The Microfinance Insider is a forum for graduate students engaged or interested in working in the field of microfinance. Through weekly posts and comments we hope to inspire students and foster the creation of a knowledge community of bloggers with a commitment to financial access and first hand industry information.

Saturday, August 2, 2008

Expanding Financial Literacy

The need for financial literacy training and business-skills development is widely acknowledged by nearly every microfinance institution that offers savings and loans products. Seminar series and one-time workshops are offered by most of the MFI giants, including ACCIÓN International and New York as well as partner-MFIs of the Grameen Bank. Fellow FAI-blogger Thea Garon recently noted the importance of financial education in improving the financial lives of the unbanked in New York City. Financial literacy is equally important for the informally banked in Ghana, yet it is not a part of the traditional services offered by the susu-banking industry.

On the first day of my internship with the Microfinance and Community Development Organization (MFCDO), the executive director, Godwin Ofori-Atta, and I discussed what I might do in my two months with the organization. Knowing that this NGO has several programs and projects centered
around microfinance activities—including an intensive development training program for women, a soon-to-be-inaugurated microfinance school, and a susu-banking agency (for small-scale savings, see June 17 post)—I was excited by the opportunities at my fingertips. After Mr. Godwin Ofori-Atta explained the timeline of current and upcoming programs and the organization's plans for seeking funding for some of their programs, I suggested that we hold a series of financial literacy workshops through the susu-banking agency, the Open Heart Solutions Agency.
Above right, MFCDO Director Godwin Ofori-Atta reviews the details of a savings plan to susu clients.

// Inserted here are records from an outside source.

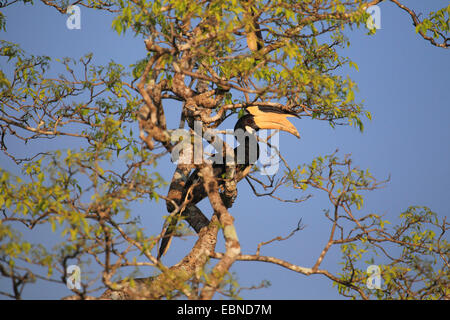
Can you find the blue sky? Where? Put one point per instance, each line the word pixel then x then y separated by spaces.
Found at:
pixel 403 81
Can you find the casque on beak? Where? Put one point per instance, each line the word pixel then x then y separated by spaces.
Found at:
pixel 271 118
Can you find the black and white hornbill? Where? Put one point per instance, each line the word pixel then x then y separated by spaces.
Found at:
pixel 256 118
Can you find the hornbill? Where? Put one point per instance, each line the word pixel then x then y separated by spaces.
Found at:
pixel 244 157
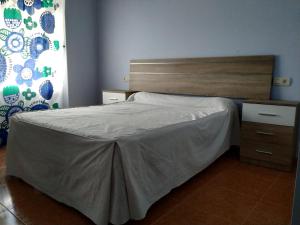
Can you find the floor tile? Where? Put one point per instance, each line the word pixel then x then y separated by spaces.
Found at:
pixel 190 215
pixel 227 192
pixel 223 202
pixel 6 218
pixel 243 182
pixel 259 171
pixel 270 214
pixel 282 191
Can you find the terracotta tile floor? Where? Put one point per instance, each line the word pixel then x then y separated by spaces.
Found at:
pixel 226 193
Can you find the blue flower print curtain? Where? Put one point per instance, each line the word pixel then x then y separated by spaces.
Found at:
pixel 32 57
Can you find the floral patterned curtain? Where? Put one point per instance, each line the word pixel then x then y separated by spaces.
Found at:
pixel 32 57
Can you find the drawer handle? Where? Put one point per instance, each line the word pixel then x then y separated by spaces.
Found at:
pixel 267 114
pixel 265 133
pixel 263 152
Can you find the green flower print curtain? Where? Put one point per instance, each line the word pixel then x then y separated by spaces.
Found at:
pixel 32 57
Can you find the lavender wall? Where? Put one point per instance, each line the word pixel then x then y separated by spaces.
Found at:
pixel 131 29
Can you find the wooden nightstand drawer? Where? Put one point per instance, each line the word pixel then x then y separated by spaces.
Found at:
pixel 273 153
pixel 267 133
pixel 113 97
pixel 269 114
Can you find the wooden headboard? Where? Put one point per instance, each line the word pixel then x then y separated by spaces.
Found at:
pixel 246 77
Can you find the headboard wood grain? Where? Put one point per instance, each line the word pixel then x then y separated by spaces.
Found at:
pixel 246 77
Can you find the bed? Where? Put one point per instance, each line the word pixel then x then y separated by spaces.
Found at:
pixel 113 162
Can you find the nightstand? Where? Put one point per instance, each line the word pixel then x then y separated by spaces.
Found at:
pixel 269 133
pixel 114 96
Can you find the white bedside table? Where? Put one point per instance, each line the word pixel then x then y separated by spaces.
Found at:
pixel 114 96
pixel 268 133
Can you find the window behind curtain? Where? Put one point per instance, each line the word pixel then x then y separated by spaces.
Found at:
pixel 32 57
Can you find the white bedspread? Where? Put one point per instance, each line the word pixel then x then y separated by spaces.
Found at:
pixel 113 162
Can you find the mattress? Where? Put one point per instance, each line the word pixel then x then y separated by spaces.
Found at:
pixel 113 162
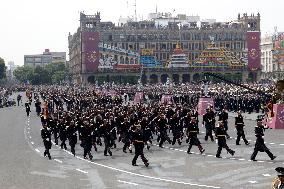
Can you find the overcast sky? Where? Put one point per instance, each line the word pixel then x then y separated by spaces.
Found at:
pixel 30 26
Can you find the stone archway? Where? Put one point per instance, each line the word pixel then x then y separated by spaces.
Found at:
pixel 164 78
pixel 185 78
pixel 175 78
pixel 153 79
pixel 196 77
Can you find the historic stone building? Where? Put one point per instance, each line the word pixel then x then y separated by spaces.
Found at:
pixel 90 46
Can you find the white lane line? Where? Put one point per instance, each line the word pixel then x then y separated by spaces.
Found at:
pixel 57 160
pixel 253 181
pixel 85 172
pixel 37 150
pixel 144 176
pixel 125 182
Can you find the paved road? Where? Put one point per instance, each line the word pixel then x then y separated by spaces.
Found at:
pixel 23 165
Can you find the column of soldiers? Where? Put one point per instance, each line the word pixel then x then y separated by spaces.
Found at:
pixel 97 120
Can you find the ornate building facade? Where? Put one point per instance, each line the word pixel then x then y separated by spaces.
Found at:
pixel 102 49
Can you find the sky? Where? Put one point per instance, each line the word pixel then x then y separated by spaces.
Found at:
pixel 30 26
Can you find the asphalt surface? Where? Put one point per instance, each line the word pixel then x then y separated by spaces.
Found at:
pixel 22 165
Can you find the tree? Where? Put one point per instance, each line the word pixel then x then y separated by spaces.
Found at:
pixel 2 69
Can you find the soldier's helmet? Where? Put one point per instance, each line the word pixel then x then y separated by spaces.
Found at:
pixel 280 171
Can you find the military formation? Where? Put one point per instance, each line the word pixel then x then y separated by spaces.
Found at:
pixel 89 117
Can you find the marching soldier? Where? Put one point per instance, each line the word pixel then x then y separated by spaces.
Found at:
pixel 221 137
pixel 192 130
pixel 208 122
pixel 28 109
pixel 72 136
pixel 86 140
pixel 138 141
pixel 46 137
pixel 105 131
pixel 223 116
pixel 278 182
pixel 162 127
pixel 259 144
pixel 239 123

With the assistance of the MFCDO office staff, I embarked on the task of implementing two financial literacy workshop series: one for susu agents, and one for susu clients. The first
step in organizing these workshops was to determine the needs of each group. What do susu agents, the daily collectors of small savings, need to know in order to better serve their
clients? What do susu clients, as petty traders in the market, need to learn about basic banking and business expansion in order to save more or use a loan more efficiently?

To answer these questions, I talked to the office staff and accompanied the susu-agent supervisor, Florence, on her daily rounds to each of the 20 susu agents. I learned that susu agents were unclear on the principles of credit and debit and interest rates and that susu clients wished to work on basic record keeping and ways that they could expand their trade. The initial survey administered (unscientifically, I must admit) to susu clients indicated that the majority was unaware of some of the microfinance products offered by their susu agency.

Directed by this mini-investigation into the needs of both employees and clients of the agency as well as my own observations of activity in the market and the microfinance sphere, I outlined agendas for the first workshops for the agents and the clients. The first agent workshop, which was held on a Saturday morning, focused on an in-depth review on the products and services offered by the agency, and also included lessons on customer service, credit and debit, and a review of the redenominated currency which set 10,000 Ghana cedis to one new Ghana cedi (while the Ghana cedi was redenominated over a year ago, in July 2007, many Ghanaians still conduct financial transactions with verbiage of the old currency). The first workshop for the clients focused on lessons in bookkeeping and the redenomination of the cedi, and it included a session on the financial products and services offered and ways that a loan can be used for business expansion. Both workshops included a presentation by an office-staff member, role-playing to practice products presentation (for susu agents) and financial transactions in the new Ghana cedi (for both agents and clients), and skills development in small groups of three to four individuals.

Once the agenda was set (and reviewed and approved by the office staff), I created the necessary materials, worked with Florence (the susu-agent supervisor) so that she felt comfortable leading some of the lessons, and held a dress rehearsal the day before each workshop. While the director mandated that the susu agents attend their respective workshop, Florence and the other office-staff members and the susu agents were vital in advertising the workshop for the clients. Above, Florence presents to susu agents.

Above, susu-agent Auntie Hope clarifies the details of a loan product.

Susu agents Dufua and Tommy practice presenting a MFCDO financial product.

Susu clients attend a financial literacy workshop.

Both first workshops were quite successful—even a bit more than I had expected!—and the agents and clients seemed to think that they were a worthwhile activity. As follow up and to serve as a guide in planning the agenda for the next workshops, I distributed workshop feedback forms to all attendees. There has been talk among susu clients that did not attend the workshop of wanting to a chance to participate in such an activity. I am eager to see how this workshop series will develop for the Open Heart Solutions Agency!